We don’t mean to sound hectoring—only to be helpful. So, to even things out, we’d like to lift the bans on some common English conventions that the usage cops have imposed in the past—words, phrases and practices once considered improper that may now be used freely in speech and writing without risking a verbal wrist-slap. You’re welcome.
- Hopefully. Some hard-liners still disallow “hopefully” as a stand-in for “it is hoped,” as in “Hopefully, we’ll make it to the picnic before all the bean salad is gone.” That’s wrong, they insist—hopefully’s only acceptable meaning is “full of hope”—“The dog looked hopefully up at the roast beef just out of the oven.” We’re fine with either use. Hopefully, you are too.
- “Everyone is welcome to bring their cat to work tomorrow.” Since “everyone” is a singular noun, “their” may seem wrong—except that this is a case where good grammar makes for bad writing. Replacing “their” with “his” would be technically correct but blatantly sexist and “his or her” is just plain clunky. For these reasons, editors are becoming more accepting of noun-pronoun disconnects when they enhance clarity and simplicity.
- Sentence fragments. Never mind what we may have learned in elementary school—every sentence does not require a subject and verb. Because mixing in bits and pieces of sentences can aid readability and add variety to our writing. Even one-word sentences. Really.
- Impactful. There was a time when using “impact” as anything other than a noun would have landed you in the lexical penalty box. “Impact, the verb…is merely a pseudo-technical dress-up,” Canadian commentator Rex Murphy inveighed in The Globe and Mail. “It is weaselry.” Writing in the Richmond Times Dispatch, Paul Woody was more blunt. “Impact is not a verb and it never will be.” Well, it is—and has been at least since 1588, when English surgeon William Clowes instructed “young chirurgians” in the treatment of gunshot and sword wounds: “Cold things must bee applped…but the vse of them after the beginning, impacteth the matter and encreaseth the payne.” He also threw around variations like “impaction” and, we’re confident, would have gladly used “impactful”—another word unfairly maligned by the word grinches—had the need arisen.
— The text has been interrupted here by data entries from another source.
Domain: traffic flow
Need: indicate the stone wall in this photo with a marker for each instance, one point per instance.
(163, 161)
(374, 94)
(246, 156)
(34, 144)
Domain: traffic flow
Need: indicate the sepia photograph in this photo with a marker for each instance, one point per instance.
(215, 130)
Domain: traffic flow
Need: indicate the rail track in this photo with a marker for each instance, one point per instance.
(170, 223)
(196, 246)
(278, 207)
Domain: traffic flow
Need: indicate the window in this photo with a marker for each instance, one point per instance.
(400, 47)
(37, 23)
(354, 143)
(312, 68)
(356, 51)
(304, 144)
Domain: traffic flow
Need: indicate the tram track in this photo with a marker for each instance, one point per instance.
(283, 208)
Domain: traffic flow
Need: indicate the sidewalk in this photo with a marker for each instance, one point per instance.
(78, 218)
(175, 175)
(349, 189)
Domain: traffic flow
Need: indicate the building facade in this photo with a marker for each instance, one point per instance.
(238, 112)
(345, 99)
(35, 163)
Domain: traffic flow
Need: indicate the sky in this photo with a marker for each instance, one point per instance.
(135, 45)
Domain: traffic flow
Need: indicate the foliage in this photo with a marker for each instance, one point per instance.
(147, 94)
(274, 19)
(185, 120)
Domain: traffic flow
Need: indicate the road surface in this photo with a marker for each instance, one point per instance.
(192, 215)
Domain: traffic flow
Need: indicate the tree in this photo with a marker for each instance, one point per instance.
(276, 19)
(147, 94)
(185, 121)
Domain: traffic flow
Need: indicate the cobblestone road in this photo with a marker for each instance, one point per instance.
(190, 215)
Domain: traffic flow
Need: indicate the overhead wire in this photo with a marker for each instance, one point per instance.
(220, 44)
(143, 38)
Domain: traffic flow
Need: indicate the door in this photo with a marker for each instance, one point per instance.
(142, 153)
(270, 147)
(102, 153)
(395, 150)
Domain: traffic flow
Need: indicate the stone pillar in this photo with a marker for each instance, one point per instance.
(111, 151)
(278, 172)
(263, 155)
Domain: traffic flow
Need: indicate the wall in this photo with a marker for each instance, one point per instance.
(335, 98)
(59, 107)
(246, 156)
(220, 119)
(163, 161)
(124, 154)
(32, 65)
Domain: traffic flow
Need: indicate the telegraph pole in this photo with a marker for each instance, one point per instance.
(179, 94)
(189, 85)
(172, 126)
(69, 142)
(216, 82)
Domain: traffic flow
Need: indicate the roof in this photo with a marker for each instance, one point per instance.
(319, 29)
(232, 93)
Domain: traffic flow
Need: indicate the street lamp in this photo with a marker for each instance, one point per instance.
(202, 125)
- FANBOYS. No one seems to know exactly where this brilliant acronym originated, but it’s a useful guide to the conjunctions that many of us were taught never to begin a sentence with: for, and, nor, but, or, yet and so. But we disagree that these words can’t be sentence-starters. And the reason is simply that it’s one of those silly prohibitions with no basis in linguistic history. As merriam-webster.com. notes, “Using ‘and’ at the beginning of a sentence has been a practice for over a thousand years.”
Language evolves—slowly but continuously, pulled along by the tide of common usage. If being constantly reminded about the rules can sometimes feel like being nagged to eat our vegetables, relaxing the rules can be as freeing as starting dinner with dessert.